The breeder showing the parents is also not a top-list thing for me. I am going to look at what the breeder’s puppies are doing, both from the parents of the litter I am thinking of, and past litters not from those parents. I believe that will give me an idea of what the breeder’s breeding pairs produce and what the breeder is striving for when he or she breeds a litter. 

Food/vaccines are a hot topic and everyone has their own opinions. Some would never accept a dog from a breeder who feeds Pedigree (as an example) even if their dogs did well on the food. A lot of “top” dogs with multiple titles are raised on Pedigree. What the puppies/parents are fed is not a concern for me. Vaccines on the other hand are a concern but it would not disqualify a breeder, at least not for me. Unless I had to sign a contract saying I would give vaccines that I disagree with or feel are harmful.

Overall I think the list is ok. I also think that it would lead a lot of inexperienced dog owners to not use a breeder, who in reality is a “good” breeder.


----------



## Carley's Mom (Oct 30, 2011)

This is a great thread. Thanks!


----------



## schmoodle (May 14, 2012)

Yaddaluvpoodles said:


> For example: Health testing--how many people here are willing to buy a pup from parents who haven't been tested for SA, yet SA is one of the more prevalent issues in our breed? And JRD--now an approved, peer reviewed test.. but how many breeder's test for it. I still don't see a whole lot of breeder's testing for NEwS or DM, yet those are genetic tests! I do see a lot of folks doing hips.. yet it is certainly possible to have pups who are HD affected out of poodles who are not. Even more thought provoking.. it is possible to have puppies who do not have HD out of parents who do.
> 
> So.. which tests are important and why? That is most likely going to be an individual choice based on the individuals priorities.
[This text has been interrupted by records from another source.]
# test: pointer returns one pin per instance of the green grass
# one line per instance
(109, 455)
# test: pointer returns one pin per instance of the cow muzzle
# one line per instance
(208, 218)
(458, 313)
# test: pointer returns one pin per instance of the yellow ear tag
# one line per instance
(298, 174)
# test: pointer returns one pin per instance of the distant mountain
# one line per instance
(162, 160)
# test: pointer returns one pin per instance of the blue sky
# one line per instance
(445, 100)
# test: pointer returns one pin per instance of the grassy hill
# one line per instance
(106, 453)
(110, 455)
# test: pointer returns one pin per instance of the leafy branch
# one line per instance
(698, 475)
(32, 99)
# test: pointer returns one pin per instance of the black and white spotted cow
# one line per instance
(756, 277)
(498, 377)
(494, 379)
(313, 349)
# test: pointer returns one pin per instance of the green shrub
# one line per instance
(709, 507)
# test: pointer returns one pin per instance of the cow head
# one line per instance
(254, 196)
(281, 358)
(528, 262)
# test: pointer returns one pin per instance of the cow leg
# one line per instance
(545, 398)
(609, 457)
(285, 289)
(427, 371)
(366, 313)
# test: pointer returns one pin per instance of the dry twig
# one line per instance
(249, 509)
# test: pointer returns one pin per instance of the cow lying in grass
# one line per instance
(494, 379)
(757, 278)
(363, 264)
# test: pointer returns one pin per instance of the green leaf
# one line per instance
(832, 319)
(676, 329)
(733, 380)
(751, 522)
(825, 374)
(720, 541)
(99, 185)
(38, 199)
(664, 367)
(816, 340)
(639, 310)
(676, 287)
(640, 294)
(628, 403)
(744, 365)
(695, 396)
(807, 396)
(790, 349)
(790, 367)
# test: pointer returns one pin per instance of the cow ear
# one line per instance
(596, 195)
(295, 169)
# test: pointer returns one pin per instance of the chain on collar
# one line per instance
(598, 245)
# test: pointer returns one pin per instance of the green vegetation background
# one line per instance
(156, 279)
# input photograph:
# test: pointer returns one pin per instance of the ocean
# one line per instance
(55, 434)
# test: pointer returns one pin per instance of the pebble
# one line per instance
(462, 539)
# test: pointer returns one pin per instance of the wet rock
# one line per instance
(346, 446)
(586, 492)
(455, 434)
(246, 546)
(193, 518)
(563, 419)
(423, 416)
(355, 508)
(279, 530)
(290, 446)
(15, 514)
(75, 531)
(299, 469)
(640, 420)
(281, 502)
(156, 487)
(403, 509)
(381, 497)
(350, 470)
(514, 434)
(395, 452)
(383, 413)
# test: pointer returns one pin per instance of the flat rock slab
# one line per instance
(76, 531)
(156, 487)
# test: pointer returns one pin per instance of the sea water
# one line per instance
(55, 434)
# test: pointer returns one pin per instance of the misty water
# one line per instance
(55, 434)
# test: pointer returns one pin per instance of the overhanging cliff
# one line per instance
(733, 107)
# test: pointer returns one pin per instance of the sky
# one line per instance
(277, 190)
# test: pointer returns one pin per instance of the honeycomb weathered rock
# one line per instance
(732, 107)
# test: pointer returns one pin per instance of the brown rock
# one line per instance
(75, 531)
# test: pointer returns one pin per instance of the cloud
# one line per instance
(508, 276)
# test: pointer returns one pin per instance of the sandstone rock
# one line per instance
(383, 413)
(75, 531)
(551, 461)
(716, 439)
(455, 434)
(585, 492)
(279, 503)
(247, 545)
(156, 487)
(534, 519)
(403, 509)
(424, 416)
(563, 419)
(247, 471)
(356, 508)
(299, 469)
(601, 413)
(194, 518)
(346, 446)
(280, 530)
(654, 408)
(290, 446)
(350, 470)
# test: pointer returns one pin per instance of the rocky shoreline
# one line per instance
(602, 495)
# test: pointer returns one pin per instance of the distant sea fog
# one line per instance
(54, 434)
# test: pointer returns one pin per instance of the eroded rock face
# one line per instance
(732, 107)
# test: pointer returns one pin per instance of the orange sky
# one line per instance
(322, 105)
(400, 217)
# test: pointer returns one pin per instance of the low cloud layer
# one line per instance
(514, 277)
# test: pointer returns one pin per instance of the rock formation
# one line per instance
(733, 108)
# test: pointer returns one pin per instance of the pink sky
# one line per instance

Personally, my ideal is a (standard) breeder that does: hips, CERF (yearly), SA (yearly), thyroid, cardiac, DM, neonatal encephalopathy, von willebrand’s... and I think that's it. And no/minimal Addison's in the family history. Not because I'm so naive as to think this guarantees no health problems, but because I want to see that they're not breeding carriers/affecteds to like. I completely get the concerns about genetic diversity, and wanting to use some dogs even if they're not perfect -- but it seems to me that breeders also have a responsibility to their buyers to minimize risk by breeding those dogs to unaffected dogs.

Re hips, I know it's complicated, but my understanding is that it's 100% genetic (though polygenic) -- but environment modifies the expression. In other words, a dog that doesn't have the genetics to be dysplastic will never be dysplastic. I'm not a professional of any sort, and I don't even have a poodle yet -- but my current, layperson's opinion is that a breeder shouldn't breed a dysplastic dog. But a dog with fair hips and no dysplastic dogs in its immediate pedigree would be okay, ideally bred to a dog with excellent hips.

Temperament is very important to me. Conformation titles... nope. Couldn't care less. 

Like others have said, it is a spectrum. Maybe I will end up with a breeder that hasn't tested for all of the above. But if they have the most important ones, and I feel I can trust them, and everything else looks great... so be it.


----------



## zyrcona (Jan 9, 2011)

If people only bought from breeders who satisfied all the right criteria on the list, hardly anyone would be able to get a dog. The other breeders would all go out of business, and a few generations later the breed would die out from all the remaining dogs being too related to breed together.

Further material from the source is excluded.